Ставни домов были закрыты, и дворцы, казалось, тоже спали. Луна ярко освещала город, наводя темные тени на улицы и площади; тут и там на пустых бульварах и в садах еще сидели на скамейках где нищий, где пьяный, где бездомный скиталец.
Два всадника в темных плащах звонким галопом промчались по улицам по направлению к городским воротам. Они свернули на дорогу, ведущую из Мадрида на Ла-Манчу.
Недалеко от ворот начиналась огромная пустынная равнина, со всех сторон окружающая испанскую столицу. Всадникам открылось обширное голое пространство, покрытое песком и острыми камешками. Они поехали тише, потому что дорога здесь шла в гору.
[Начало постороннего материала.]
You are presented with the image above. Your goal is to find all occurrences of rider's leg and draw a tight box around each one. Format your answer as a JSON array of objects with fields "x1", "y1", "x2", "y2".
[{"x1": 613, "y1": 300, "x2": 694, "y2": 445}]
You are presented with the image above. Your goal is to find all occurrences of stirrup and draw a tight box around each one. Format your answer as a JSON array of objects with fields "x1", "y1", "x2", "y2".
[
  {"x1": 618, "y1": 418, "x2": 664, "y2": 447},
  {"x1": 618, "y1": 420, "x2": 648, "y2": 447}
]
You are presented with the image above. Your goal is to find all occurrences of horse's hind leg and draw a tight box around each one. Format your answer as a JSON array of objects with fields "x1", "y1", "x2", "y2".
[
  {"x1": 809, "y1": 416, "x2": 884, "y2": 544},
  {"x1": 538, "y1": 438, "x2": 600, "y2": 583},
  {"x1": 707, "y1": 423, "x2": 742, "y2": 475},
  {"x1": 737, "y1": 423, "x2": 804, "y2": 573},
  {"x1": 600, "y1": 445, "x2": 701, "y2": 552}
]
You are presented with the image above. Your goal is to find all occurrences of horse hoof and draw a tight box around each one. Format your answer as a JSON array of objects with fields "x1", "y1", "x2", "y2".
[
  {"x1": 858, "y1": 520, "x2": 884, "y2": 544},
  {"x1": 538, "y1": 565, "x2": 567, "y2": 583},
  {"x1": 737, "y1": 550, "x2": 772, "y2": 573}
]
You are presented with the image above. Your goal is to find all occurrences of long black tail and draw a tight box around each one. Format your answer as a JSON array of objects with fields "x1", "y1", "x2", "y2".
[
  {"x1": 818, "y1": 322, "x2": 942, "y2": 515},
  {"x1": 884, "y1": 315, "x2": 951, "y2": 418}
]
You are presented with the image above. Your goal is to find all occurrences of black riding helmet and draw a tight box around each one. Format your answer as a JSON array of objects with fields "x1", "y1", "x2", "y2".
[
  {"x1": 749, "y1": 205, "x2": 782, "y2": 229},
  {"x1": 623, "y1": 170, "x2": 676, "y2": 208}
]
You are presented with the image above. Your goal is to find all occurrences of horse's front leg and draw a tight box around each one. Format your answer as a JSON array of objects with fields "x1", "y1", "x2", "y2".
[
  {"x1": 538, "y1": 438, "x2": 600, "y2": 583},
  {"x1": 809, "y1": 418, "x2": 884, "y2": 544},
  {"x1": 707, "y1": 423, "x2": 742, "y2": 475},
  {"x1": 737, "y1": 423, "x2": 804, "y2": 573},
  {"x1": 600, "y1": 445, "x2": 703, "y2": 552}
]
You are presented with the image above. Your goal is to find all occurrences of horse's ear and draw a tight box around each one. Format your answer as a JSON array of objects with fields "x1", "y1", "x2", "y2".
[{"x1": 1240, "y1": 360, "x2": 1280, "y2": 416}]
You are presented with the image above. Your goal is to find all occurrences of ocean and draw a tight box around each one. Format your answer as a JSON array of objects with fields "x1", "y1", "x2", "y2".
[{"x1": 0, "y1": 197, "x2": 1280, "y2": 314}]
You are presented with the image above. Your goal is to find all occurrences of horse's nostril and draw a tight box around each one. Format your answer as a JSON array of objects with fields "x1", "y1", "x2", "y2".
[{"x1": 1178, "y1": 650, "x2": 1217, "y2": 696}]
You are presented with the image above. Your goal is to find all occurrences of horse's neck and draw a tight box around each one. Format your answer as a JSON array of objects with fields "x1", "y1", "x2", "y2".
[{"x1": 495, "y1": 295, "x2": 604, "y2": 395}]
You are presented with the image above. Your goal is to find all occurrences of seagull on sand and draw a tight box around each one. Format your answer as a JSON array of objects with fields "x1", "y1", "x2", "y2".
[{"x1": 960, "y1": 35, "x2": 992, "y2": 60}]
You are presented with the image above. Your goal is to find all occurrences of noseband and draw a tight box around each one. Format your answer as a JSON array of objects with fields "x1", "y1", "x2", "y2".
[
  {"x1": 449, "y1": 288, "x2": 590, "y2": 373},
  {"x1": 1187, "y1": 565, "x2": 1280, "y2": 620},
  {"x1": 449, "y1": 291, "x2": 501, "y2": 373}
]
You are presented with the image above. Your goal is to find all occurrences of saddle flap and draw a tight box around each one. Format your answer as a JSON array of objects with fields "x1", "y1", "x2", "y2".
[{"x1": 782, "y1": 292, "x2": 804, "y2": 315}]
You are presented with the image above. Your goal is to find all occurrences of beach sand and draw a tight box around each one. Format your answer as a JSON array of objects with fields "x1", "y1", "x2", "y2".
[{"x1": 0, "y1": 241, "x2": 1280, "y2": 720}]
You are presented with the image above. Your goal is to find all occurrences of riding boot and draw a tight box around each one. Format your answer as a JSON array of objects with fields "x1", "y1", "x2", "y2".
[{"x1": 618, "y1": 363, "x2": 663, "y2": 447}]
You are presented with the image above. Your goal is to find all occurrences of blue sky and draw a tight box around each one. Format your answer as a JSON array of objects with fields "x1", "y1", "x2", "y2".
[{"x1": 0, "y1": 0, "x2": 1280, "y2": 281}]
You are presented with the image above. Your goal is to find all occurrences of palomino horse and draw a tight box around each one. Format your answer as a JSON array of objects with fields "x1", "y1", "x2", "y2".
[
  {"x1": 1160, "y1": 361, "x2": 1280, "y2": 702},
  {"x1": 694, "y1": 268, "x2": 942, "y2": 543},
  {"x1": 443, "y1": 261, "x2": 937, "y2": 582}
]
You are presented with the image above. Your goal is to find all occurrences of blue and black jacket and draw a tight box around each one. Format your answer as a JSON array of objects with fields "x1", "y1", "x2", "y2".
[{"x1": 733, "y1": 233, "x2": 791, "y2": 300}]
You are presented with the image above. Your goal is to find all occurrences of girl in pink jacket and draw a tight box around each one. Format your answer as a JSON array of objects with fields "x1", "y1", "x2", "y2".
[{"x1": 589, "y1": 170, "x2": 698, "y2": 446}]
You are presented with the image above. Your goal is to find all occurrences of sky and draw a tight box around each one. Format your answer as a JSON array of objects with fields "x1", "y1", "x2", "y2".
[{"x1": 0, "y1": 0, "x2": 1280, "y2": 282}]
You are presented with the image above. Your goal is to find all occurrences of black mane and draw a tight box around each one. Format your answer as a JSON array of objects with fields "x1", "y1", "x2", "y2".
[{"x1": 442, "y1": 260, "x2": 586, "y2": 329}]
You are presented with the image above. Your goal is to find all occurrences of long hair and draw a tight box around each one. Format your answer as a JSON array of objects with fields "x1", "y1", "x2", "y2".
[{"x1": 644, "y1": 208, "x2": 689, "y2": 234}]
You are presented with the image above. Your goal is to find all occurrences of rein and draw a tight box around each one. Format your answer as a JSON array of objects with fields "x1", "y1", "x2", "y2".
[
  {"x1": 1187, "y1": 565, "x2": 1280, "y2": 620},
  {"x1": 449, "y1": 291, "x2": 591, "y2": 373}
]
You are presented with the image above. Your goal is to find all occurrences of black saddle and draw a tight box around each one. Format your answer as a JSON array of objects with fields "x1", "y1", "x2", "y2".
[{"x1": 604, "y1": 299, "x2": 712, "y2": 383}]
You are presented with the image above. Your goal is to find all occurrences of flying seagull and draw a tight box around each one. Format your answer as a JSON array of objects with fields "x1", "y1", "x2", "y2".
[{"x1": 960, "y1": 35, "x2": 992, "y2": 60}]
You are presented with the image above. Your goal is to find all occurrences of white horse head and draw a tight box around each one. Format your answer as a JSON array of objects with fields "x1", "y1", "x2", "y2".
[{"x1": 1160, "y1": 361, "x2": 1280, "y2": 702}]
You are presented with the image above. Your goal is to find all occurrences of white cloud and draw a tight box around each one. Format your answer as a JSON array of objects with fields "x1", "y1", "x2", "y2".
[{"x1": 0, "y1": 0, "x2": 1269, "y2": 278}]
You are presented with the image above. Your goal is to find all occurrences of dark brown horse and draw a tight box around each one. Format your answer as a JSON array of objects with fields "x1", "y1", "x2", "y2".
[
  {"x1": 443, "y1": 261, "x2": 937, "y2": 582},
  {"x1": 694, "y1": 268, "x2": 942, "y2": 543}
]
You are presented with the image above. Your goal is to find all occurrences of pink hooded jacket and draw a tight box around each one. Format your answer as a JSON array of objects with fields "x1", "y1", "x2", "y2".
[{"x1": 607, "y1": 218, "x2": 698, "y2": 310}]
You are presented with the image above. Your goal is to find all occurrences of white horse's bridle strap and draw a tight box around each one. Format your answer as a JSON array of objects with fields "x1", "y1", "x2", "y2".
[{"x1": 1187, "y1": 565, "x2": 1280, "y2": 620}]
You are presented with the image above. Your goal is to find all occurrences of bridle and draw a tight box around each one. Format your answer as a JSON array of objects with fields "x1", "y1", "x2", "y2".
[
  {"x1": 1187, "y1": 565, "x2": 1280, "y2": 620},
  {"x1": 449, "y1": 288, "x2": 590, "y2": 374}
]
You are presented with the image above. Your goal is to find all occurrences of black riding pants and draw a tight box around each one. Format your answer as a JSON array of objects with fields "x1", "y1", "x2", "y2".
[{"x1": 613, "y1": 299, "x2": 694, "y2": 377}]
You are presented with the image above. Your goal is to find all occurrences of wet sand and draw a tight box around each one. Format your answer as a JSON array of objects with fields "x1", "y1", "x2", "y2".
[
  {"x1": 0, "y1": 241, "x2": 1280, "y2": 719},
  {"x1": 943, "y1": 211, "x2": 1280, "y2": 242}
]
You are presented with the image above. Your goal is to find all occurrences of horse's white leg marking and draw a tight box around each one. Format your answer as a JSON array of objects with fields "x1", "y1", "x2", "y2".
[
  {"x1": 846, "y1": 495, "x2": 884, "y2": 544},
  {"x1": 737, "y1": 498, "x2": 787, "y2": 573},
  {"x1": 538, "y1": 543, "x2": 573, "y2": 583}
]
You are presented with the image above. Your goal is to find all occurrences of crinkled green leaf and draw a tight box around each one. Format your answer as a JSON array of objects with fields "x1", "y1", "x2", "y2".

Миновав небольшую капеллу, куда мадридцы часто ходят на поклонение, всадники повстречались с погонщиками, шумно гнавшими мулов в горы севернее Мадрида.
Всадники оставили в стороне большую дорогу и поехали вверх по течению Мансанареса, спускавшегося с вершин, покрытых вечными снегами.
— Вы все обговорили с принцем, граф? — спросил один из них.
— Да, отец мой, — отвечал другой, — договор заключен, и в день бракосочетания, которое, конечно, совершите вы, как первый испанский епископ, дочь моя примет титул герцогини Мадридской!
— Я заранее поздравляю вас с этим союзом, — снова заговорил почтенный патер Доминго. На нем, как и на графе, был темный плащ и круглая шляпа с большими полями. — Я нисколько не сомневаюсь в том, что испанская корона через год будет наконец возложена на единственного законного, благословенного монарха.
— Я тоже надеюсь на это, отец мой, — ответил Кортецилла.
Они приближались к горам. Дорога шла круче, тут и там мелькали на пути высокие сосны. Лес становился гуще по мере того, как всадники поднимались вверх.
— Знаете ли вы, кто нынче будет на ночной встрече? — помолчав, спросил патер Доминго.
— Ближайшие друзья принца, но кто именно, не знаю.
— Где теперь принц?
— Тут, недалеко от леса, в гостинице Сан-Педро, — ответил граф Кортецилла, но вдруг внезапно замолчал и придержал свою лошадь.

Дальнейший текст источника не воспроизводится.